For pharmacists working in the community, this statement should be familiar:
"Three prescription fields commonly required manual manipulation- medication name, quantity, and patient instructions"
Each field represents a challenge from an IT/informatics perspective as to why it is not 100% accurate in autopopulation.
Medication Name
There are issues when a physician is both too vague or too specific in ordering a drug. If they are too vague, ie.) 'metoprolol', the pharmacist will need to clarify 'metoprolol tartrate' vs 'metoprolol succinate.' If they are too specific, ie.) 'Auralgan', the pharmacist cannot dispense generic 'antipyrine/benzocaine' without calling the physician. Aong with endless permutations of amoxicillin doses/dosage forms from an infinite amount of manufacturers, you being to see the problem. NDCs are not adequate in solving this dilemma. RxNorm, as a medication coding standard, seeks to strengthen the electronic clinical signal between pharmacists and physicians without hampering the dispensing operations (eg., third party, formulary, stock, etc.). RxNorm may or may not be the panacea. As the article says, we want to do a better job "...conveying physicians’ clinical intent without requiring them to over-specifytheir choice."
Quantity
Standard pack sizes and dispense quantities are necessary in order to address issues like '1 inhaler' vs '17 gm' of albuterol HFA. Prescribers do not usually know how drugs are dispensed. When a provider writes for '1' of epoetin alpha, is that 1 syringe? 1ml? 1 box? 10,000 units? The monetary difference could be thousands of dollars.
Patient Instructions/Sig
Sigs are usually free text and subject to much variability. Even '1QD' could be presented a bunch of different ways. Prednisone taper directions were always an issue no matter what system I used. NCPDP is trying to develop a set of codified sigs, but ambiguities still linger.

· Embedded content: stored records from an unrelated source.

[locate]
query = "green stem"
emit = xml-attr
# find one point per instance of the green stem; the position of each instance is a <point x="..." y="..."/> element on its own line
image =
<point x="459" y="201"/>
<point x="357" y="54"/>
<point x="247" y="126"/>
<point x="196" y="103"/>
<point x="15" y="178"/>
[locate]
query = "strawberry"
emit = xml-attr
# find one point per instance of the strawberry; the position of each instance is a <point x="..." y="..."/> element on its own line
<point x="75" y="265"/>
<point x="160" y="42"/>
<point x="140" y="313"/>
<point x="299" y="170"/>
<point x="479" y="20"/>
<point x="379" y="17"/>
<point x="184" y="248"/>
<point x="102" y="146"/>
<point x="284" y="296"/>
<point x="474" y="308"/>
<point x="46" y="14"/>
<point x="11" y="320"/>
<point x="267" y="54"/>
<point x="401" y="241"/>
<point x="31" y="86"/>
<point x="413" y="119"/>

Not in the article are a couple of other important issues:
- Discontinuing/canceling of prescriptions: HL7 has a method of sending cancel messages for drug orders. In the community setting, however, there is no current method where a medical office can electronically relate to the pharmacy that the patient is no longer taking drug X.
- Sending allergy and drug-drug interaction overrides downstream: Wouldn't it be nice to have a comment field where the pharmacist can see what the prescriber overrode and why. I was always told to show my work in school; the same applies here.
- Prior authorizations: There is no current acceptable method to electronically communicate adjudication issues between the medical office, third party, and pharmacy. I used to spend project-manager-level amounts of time coordinating prior auth problems between the insurance company, patient, and prescriber. There must be a better way.
Per the CMS, starting on January 1, 2012, entities transmitting prescriptions or prescription-related information will no longer be allowed to use computer-generated facsimiles, but will instead be required to use the NCPDP SCRIPT Standard. If medical offices want to get reimbursed by Medicaid and Medicare, they will need to e-prescribe. As the new year progresses, challenges in e-prescribing will become more apparent as will the need for more efficacious solutions.